Kiedy zioła mogą być niebezpieczne

Kiedy zioła mogą być niebezpieczne? 

Niemal zawsze, jeśli stosujemy je nieświadomie.
Autorką poniższego artykułu jest Agata, autorka bloga Wegedroga absolwentka studiów podyplomowych na Uniwersytecie Rolniczym w Krakowie o kierunku: „Uprawa i wykorzystywanie roślin zielarskich i alternatywnych”. Aktualnie słuchaczka rocznego kursu zielarza-fitoterapeuty w Instytucie Medycyny Klasztornej.

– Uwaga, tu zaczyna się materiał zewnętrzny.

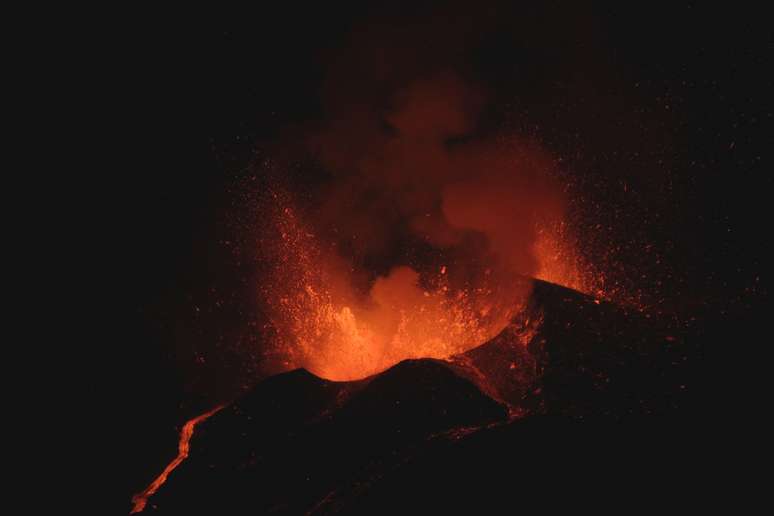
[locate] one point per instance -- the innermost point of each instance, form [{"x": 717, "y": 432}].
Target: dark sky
[{"x": 678, "y": 95}]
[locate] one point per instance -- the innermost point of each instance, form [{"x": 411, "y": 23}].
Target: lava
[
  {"x": 319, "y": 321},
  {"x": 140, "y": 499}
]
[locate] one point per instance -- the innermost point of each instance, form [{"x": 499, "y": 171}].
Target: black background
[{"x": 195, "y": 96}]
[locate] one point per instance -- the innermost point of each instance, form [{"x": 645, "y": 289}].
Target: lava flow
[{"x": 140, "y": 499}]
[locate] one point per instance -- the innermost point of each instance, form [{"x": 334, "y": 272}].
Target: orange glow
[
  {"x": 560, "y": 262},
  {"x": 322, "y": 324},
  {"x": 140, "y": 499}
]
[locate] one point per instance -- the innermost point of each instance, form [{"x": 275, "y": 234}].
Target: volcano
[{"x": 429, "y": 434}]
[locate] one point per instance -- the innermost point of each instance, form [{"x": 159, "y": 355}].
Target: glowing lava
[
  {"x": 320, "y": 322},
  {"x": 140, "y": 499}
]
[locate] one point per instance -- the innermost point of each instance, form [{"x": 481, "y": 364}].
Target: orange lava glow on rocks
[
  {"x": 141, "y": 499},
  {"x": 323, "y": 324}
]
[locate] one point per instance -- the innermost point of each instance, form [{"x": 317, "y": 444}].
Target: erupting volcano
[{"x": 405, "y": 254}]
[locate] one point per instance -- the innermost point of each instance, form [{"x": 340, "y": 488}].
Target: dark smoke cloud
[{"x": 409, "y": 162}]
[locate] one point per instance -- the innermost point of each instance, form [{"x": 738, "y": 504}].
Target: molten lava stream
[{"x": 140, "y": 499}]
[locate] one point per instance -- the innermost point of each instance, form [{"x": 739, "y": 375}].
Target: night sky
[{"x": 674, "y": 102}]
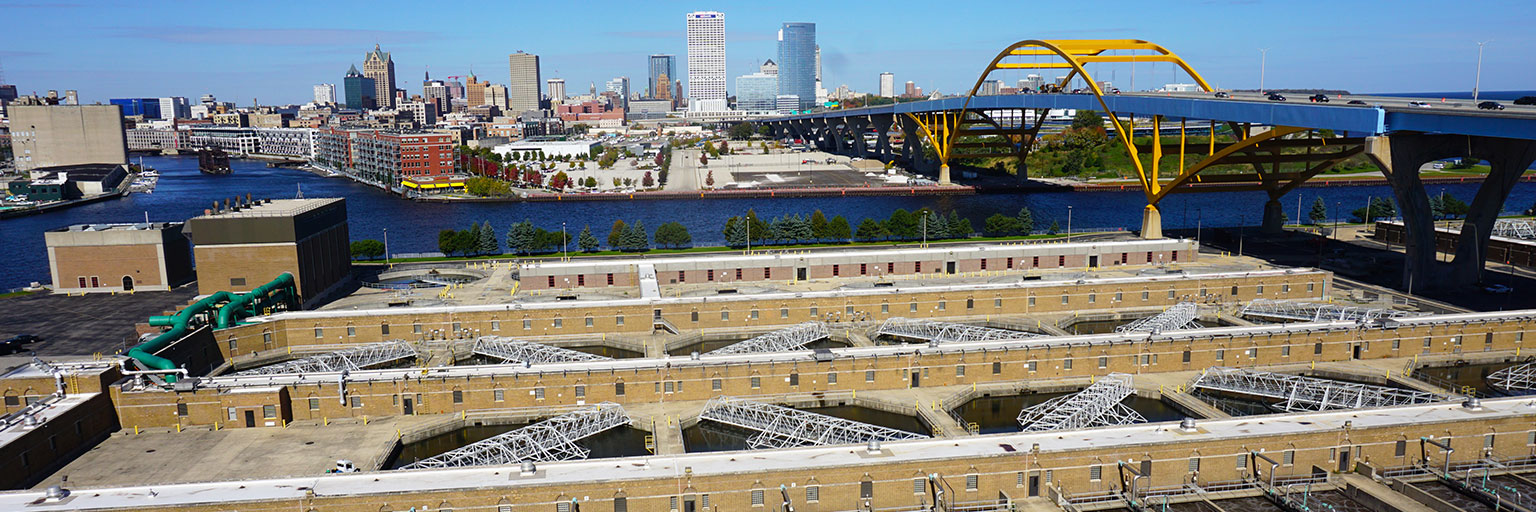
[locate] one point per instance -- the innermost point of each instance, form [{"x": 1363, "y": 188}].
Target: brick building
[
  {"x": 384, "y": 159},
  {"x": 119, "y": 257},
  {"x": 241, "y": 246}
]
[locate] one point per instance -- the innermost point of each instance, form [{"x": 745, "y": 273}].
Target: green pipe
[
  {"x": 229, "y": 308},
  {"x": 180, "y": 323},
  {"x": 244, "y": 305}
]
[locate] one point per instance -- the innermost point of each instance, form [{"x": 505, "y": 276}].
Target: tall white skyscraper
[
  {"x": 556, "y": 91},
  {"x": 523, "y": 82},
  {"x": 707, "y": 62},
  {"x": 324, "y": 93}
]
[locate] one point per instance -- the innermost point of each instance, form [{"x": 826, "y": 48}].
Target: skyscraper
[
  {"x": 797, "y": 62},
  {"x": 381, "y": 68},
  {"x": 523, "y": 86},
  {"x": 324, "y": 93},
  {"x": 556, "y": 91},
  {"x": 707, "y": 62},
  {"x": 174, "y": 108},
  {"x": 758, "y": 91},
  {"x": 360, "y": 89},
  {"x": 659, "y": 66},
  {"x": 619, "y": 86},
  {"x": 475, "y": 91}
]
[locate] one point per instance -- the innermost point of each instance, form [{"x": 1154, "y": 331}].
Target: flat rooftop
[
  {"x": 274, "y": 208},
  {"x": 117, "y": 226},
  {"x": 744, "y": 465}
]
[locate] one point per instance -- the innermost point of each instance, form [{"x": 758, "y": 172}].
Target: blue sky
[{"x": 275, "y": 51}]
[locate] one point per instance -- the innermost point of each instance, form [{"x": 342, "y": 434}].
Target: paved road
[
  {"x": 85, "y": 325},
  {"x": 1390, "y": 102}
]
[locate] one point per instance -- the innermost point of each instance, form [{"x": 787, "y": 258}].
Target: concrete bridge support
[
  {"x": 1403, "y": 154},
  {"x": 856, "y": 128},
  {"x": 882, "y": 146}
]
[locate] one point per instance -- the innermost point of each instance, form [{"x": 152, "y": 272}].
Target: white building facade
[{"x": 707, "y": 62}]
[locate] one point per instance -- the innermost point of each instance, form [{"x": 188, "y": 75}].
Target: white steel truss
[
  {"x": 784, "y": 426},
  {"x": 1298, "y": 394},
  {"x": 1295, "y": 311},
  {"x": 1512, "y": 228},
  {"x": 1178, "y": 317},
  {"x": 518, "y": 351},
  {"x": 1515, "y": 379},
  {"x": 782, "y": 340},
  {"x": 946, "y": 331},
  {"x": 1097, "y": 405},
  {"x": 354, "y": 359},
  {"x": 549, "y": 440}
]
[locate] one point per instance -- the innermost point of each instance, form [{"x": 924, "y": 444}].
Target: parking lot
[{"x": 85, "y": 325}]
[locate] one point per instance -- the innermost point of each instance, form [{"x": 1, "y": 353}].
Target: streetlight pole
[
  {"x": 1478, "y": 80},
  {"x": 1263, "y": 60}
]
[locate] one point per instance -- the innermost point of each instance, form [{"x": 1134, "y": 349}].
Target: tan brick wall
[
  {"x": 255, "y": 263},
  {"x": 1006, "y": 472},
  {"x": 109, "y": 263},
  {"x": 699, "y": 314}
]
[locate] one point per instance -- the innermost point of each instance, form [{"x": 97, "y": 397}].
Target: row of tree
[
  {"x": 750, "y": 229},
  {"x": 469, "y": 242}
]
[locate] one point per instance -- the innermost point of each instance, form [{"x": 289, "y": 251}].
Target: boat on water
[{"x": 212, "y": 160}]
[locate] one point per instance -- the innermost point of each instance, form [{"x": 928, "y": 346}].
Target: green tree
[
  {"x": 837, "y": 229},
  {"x": 473, "y": 239},
  {"x": 523, "y": 239},
  {"x": 902, "y": 225},
  {"x": 1026, "y": 220},
  {"x": 742, "y": 131},
  {"x": 1000, "y": 225},
  {"x": 871, "y": 229},
  {"x": 734, "y": 232},
  {"x": 585, "y": 242},
  {"x": 446, "y": 242},
  {"x": 1318, "y": 212},
  {"x": 636, "y": 239},
  {"x": 486, "y": 243},
  {"x": 819, "y": 226},
  {"x": 367, "y": 249},
  {"x": 616, "y": 234}
]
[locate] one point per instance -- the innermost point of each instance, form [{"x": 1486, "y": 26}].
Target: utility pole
[
  {"x": 1263, "y": 60},
  {"x": 1478, "y": 80}
]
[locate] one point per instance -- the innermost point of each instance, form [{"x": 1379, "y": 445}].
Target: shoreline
[
  {"x": 880, "y": 191},
  {"x": 1309, "y": 183}
]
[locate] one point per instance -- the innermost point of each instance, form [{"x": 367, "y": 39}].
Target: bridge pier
[
  {"x": 1403, "y": 154},
  {"x": 882, "y": 146},
  {"x": 1509, "y": 160},
  {"x": 1151, "y": 223},
  {"x": 856, "y": 128}
]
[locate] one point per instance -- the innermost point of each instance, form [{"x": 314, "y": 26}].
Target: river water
[{"x": 185, "y": 192}]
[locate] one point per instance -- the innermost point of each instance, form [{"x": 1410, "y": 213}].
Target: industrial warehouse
[{"x": 1085, "y": 375}]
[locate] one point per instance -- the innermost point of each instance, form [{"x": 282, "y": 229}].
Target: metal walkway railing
[{"x": 549, "y": 440}]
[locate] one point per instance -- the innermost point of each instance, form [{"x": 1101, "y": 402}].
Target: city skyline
[{"x": 80, "y": 46}]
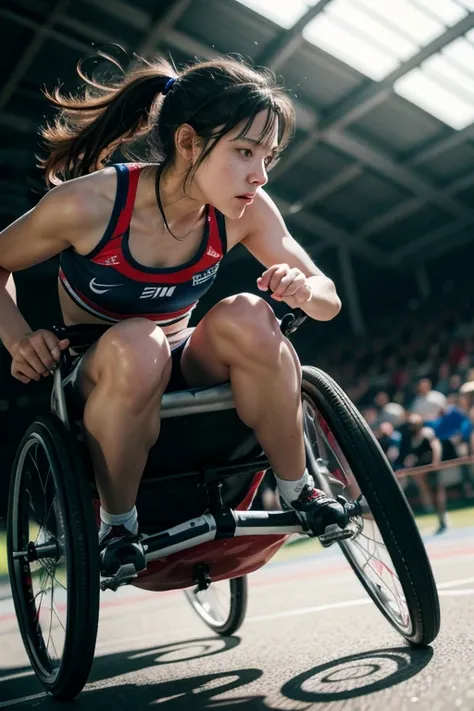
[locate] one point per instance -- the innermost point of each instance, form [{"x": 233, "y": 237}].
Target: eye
[{"x": 246, "y": 152}]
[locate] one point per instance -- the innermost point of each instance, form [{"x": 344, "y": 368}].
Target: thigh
[
  {"x": 200, "y": 366},
  {"x": 236, "y": 329}
]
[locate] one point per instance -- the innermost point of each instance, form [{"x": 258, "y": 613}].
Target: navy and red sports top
[{"x": 110, "y": 284}]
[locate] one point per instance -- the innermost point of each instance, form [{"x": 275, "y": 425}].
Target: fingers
[
  {"x": 263, "y": 282},
  {"x": 285, "y": 282},
  {"x": 37, "y": 356}
]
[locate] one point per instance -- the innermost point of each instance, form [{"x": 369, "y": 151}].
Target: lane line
[
  {"x": 443, "y": 588},
  {"x": 6, "y": 704}
]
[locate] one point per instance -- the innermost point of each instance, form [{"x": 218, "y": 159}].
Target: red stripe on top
[
  {"x": 123, "y": 221},
  {"x": 112, "y": 255}
]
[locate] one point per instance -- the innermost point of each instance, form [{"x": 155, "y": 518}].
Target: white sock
[
  {"x": 128, "y": 519},
  {"x": 290, "y": 490}
]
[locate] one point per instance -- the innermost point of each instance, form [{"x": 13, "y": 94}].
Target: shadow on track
[
  {"x": 357, "y": 675},
  {"x": 110, "y": 686}
]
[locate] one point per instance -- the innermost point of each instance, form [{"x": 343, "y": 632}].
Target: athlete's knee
[
  {"x": 248, "y": 324},
  {"x": 135, "y": 357}
]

Zioła oraz ich dobroczynne działanie są znane od dawna. 

Substancje czynne zawarte w roślinach mają tak wielką potęgę, że mogą zarówno wyleczyć, jak i zabić. Wiedziały (i wiedzą) o tym czarownice, przygotowujące lecznicze napary i nalewki, ale czy MY zawsze potrafimy bezbłędnie korzystać z tego, co nam oferuje matka natura?
Obiegowa opinia o ziołach jest taka, że są to lekarstwa całkowicie bezpieczne i można je stosować bez obaw, bo są przecież naturalne. Ale trzeba wziąć pod uwagę, że w każdym z surowców zielarskim zachodzi szereg reakcji chemicznych i aby stosować je w celach terapeutycznych trzeba mieć ogromną wiedzę, albo przed użyciem skonsultować się z dyplomowanym zielarzem, lekarzem lub farmaceutą

Kiedy zioła mogą być niebezpieczne

Zanim sięgniecie po zioła, warto wiedzieć parę rzeczy:

– znać substancje czynne zioła
– jeśli zażywacie lek przepisany od lekarza, musicie znać interakcje między lekiem a zielem
– nie przekraczać dozwolonych dawek, robić odpowiednie przerwy w terapii ziołowej, nie stosować terapii zbyt długo
– znać granicę, kiedy zaczyna się nieprawidłowe leczenie
– zwracać uwagę, gdzie kupujemy surowiec leczniczy. Kupujmy z pewnego źródła
– poszerzać swoją wiedzę, zwracać uwagę na informacje mogące wprowadzające w błąd.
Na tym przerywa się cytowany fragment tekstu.